Voam gaivotas rente ao chão.
Dizem que é a chuva a ir chegar.
Mas não, neste momento não:
São só gaivotas rente ao chão
Só a voar.

Assim também se há alegria
Dizem que assim que a dor que vem.
Talvez. Que importa? Se este dia
Tem aqui a sua alegria;
Que é que a dor tem?

Nada: só o rastro do futuro,
Quando vier, ficará triste.
Por ora é o dia bom e puro.
Hoje o futuro não existe.
Há um muro.

Goza o que tens, ébrio de seres!
Deixa o futuro onde ele está.
Poemas, vinho, ideais, mulheres —
Seja o que for se é o que há,
Há para o teres.

Mais tarde... Mas mais tarde sê
O que o mais tarde te for dando.
Por ora aceita, ignora e crê.
Sê rente à terra, mas voando,
Como a gaivota é.

Fernando Pessoa

Nota: Nem me atrevo a dizer que este é, possivelmente, o poema de Pessoa de que mais gosto, até porque talvez não seja verdade. Até porque posso reler a qualquer altura um outro poema e "lê-lo" pela primeira vez - e ser esse (re)lido o eleito.
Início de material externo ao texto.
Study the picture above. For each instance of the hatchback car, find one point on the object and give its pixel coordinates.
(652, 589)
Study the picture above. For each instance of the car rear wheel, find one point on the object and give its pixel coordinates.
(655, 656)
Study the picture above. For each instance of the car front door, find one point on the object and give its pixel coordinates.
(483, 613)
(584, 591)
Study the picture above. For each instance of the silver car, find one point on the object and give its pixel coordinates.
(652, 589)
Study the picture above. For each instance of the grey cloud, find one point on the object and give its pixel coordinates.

E por que é que se há-de ter um poema preferido de Pessoa?

.

1 comentário:

Anónimo disse...

Tens toda a razão! Acho que quem se encontra nos poemas de Pessoa não pode ter, jamais, um poema preferido. Há, com certeza, um perfeito para cada ocasião, para cada sentimento e estado de espírito. Escolher um poema no meio de todos os fantásticos que nos deixou seria como dizer que uma flor é mais bela que outra.

já agora, parabéns pelo blog e obrigado por partilhares connosco todas estas palavras. Continua!